Volunteers participate in all aspects of the healthcare delivery by supporting and assisting the local doctors in the outreaches and at the clinic. Volunteers have an immersive, transformative global health volunteer abroad experience.
Unite For Sight's partners are located in Ghana, Honduras, and India. The Ghana program outreach process is shown below, and the Honduras and India outreach processes are similar.
How does each village receive care?
On a daily basis, local community eye health workers focus on social marketing, social mobilization, and health education within their region to recruit patients to receive eye care when the outreach team arrives each month.
We Make Care Accessible
Most of the outreaches bring care to remote, rural villages. Care is also brought to other underserved locations, such as slums. The patients do not otherwise have access to quality care.
Care Is Brought To Villages
The partner eye clinics' ophthalmic nurses, optometrists, and Unite For Sight volunteers travel each day to villages located 1-8 hours from the eye clinics. The teams revisit each village on a monthly basis.
Outreach Team Arrives
The outreach team consists of the local eye doctors and Unite For Sight volunteers. They provide eye care during the day, return to their base location, and then provide eye care in a different location on the following day.
100-300 Patients Arrive
The outreach team usually provides 100-300 patients with care each day.
The local eye doctors teach the patients about eye health and common eye diseases, and they correct misconceptions about eye care.

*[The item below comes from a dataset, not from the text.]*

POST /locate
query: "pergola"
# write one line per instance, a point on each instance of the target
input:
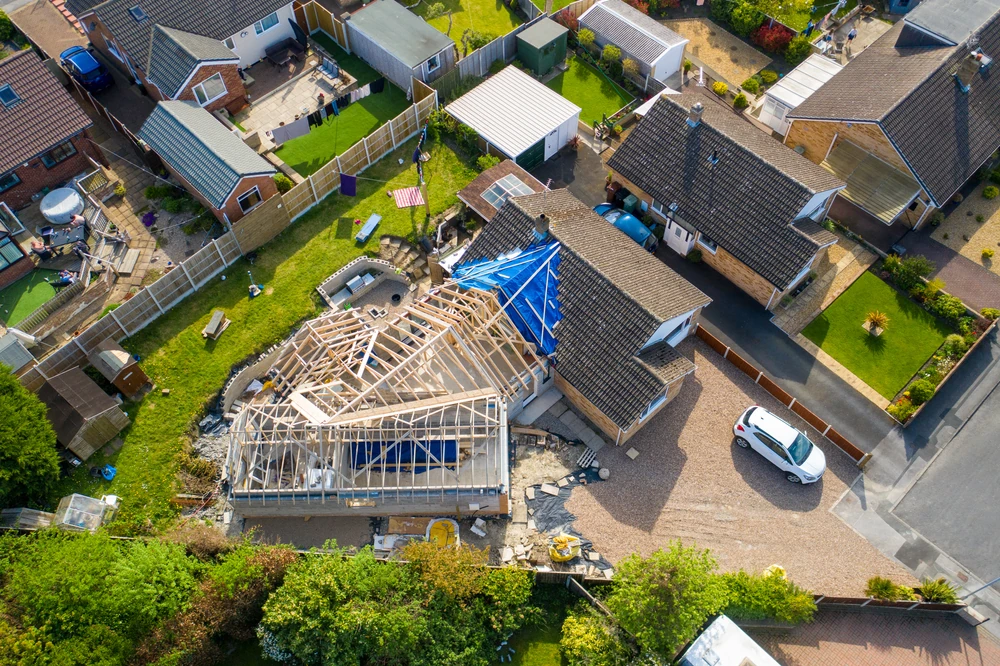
(369, 416)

For example, many patients attempt to remedy eye infections by putting urine or breastmilk in the eye, and the local eye doctors discuss the harm that this can cause.
Patient intake and registration are completed by Unite For Sight volunteers and by local community volunteers. All patients receive an intake card, which they carry with them to each station at the outreach.
Visual Acuity Testing
Next, visual acuity is tested and recorded by a Unite For Sight volunteer or a local community volunteer.
We frequently have Unite For Sight volunteers who implement important research studies through our Global Impact Lab program. The research results are utilized to further eliminate barriers to care for patients living in extreme poverty.
Care By Local Doctors
Exams, diagnosis, and treatment are provided by the local eye doctors. Unite For Sight volunteers have the opportunity to sit with and learn from the local doctors. Visiting optometrist and ophthalmologist volunteers may also examine and diagnose the patients alongside the local eye doctors.
Eyeglasses and Medication
In Ghana, approximately 17% of outreach patients have presbyopia and need reading glasses, while approximately 9% have refractive error and need prescription glasses. Those with refractive error receive new prescription glasses primarily from SmartBuyGlasses. Approximately 7% of outreach patients have conjunctivitis or other eye infections, and they receive eye medication. Unite For Sight volunteers assist with dispensing the glasses and medication.
Blinding Eye Conditions
More than 25% of the Ghana outreach patients have cataracts, and many are bilaterally blind.
Any patient requiring advanced care, such as cataract surgery, is transported to the eye clinic (1-8 hours from their village), where the local ophthalmologist provides care.
The local ophthalmic staff assists the local ophthalmologist. Unite For Sight volunteers have the opportunity to observe surgeries. Visiting ophthalmologist volunteers may also work with the local ophthalmologist to provide surgery.
After cataract surgery, the patients regain their sight and return to their villages. The patients receive postoperative care when the outreach team revisits the village one month later.